Who Can You Trust?

When you’re looking for suggestions where do you start first?

If you’re like most people you begin with friends, family, and your immediate network. After that, you might check out online reviews from critics, experts or people who have previously purchased an item or visited a location. Where you probably don’t start is a business’ website or the ads you see online, on television, or hear on the radio.

Companies know this, Yelp carefully monitors its reviews for authenticity, Amazon.com has started taking steps to verify product feedback, and company websites produce and pay for articles that don’t even market their products in order to build a trusting relationship for future sales.

Trust is important, and the stronger it is the less we second-guess. If a friend tells us about the best new microwave to buy we’re less likely to continue our search and instead take their word for it. On the other hand, if we’re searching online and see an advertisement for a self-proclaimed ‘best’ microwave or an unverified review that seems a little too positive we disregard it and keep moving. Part of why this is the case is because we believe our friends have our best interests at heart while a company is looking to make a sale. There’s also more social currency for your friend to lose by giving you bad advice or shilling for a company with a product they don’t believe in.

Described in Jonah Berger’s book Contagious, social currency is the social clout held and spent among friends and communities through various activities including the sharing of valuable information. It is the primary driver for our confidence in suggestions from our network and acts to ensure that trust is not broken at the cost of that valuable social currency.

In our last article, we looked at how lists help us organize a world with too much information, but where you get your lists matter almost as much as the list itself for aiding decision making. Consider the WYSIATI (What You See Is All There Is) effect we discussed previously and how lists cap the amount of information our brains seek to gather and protect us from analysis paralysis.
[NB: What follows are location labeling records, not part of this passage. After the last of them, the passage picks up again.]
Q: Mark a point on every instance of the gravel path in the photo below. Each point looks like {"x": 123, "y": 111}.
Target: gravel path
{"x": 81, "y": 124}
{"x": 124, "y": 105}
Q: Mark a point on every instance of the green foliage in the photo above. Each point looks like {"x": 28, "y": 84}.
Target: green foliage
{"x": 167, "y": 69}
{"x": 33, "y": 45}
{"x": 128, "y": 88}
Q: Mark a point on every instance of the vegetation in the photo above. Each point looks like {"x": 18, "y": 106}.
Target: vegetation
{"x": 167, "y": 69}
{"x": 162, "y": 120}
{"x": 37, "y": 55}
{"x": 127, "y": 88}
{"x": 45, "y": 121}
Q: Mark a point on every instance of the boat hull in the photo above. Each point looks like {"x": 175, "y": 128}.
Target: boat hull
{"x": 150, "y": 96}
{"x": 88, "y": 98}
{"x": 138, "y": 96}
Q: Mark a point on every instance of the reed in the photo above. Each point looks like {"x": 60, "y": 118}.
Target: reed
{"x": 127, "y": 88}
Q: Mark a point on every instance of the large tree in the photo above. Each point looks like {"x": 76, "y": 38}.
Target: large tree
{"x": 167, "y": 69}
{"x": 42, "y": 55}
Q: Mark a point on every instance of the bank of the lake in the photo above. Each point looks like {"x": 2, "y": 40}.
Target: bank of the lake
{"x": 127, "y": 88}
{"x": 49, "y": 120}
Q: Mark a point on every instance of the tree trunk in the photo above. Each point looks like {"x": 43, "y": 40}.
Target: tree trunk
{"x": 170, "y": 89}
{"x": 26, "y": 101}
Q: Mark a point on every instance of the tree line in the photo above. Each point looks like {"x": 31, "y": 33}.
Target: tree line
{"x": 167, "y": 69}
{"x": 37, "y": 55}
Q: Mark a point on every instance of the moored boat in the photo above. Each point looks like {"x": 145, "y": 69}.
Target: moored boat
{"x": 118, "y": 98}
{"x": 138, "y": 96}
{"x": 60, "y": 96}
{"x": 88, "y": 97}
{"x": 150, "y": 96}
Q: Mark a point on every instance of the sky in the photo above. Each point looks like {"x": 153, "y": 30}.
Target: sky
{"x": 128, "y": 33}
When you get a list of suggestions from a friend that effect can come more easily, whereas suggestions (or even a single suggestion) from an untrusted source introduces another factor to our decision making that causes us to ask if they have something else to gain from the information provided. This nagging thought derails the WYSIATI effect bringing your mind out of the focus the list provides and towards other possibilities or even other lists.

This is why when it comes to suggestions, singular or in a list, trust is key. When we trust we don’t question and when we don’t question we find it easier to decide.

So when finding or building a list start with those you trust the most, the closer you stay to sources you’re comfortable with the more useful your list will be.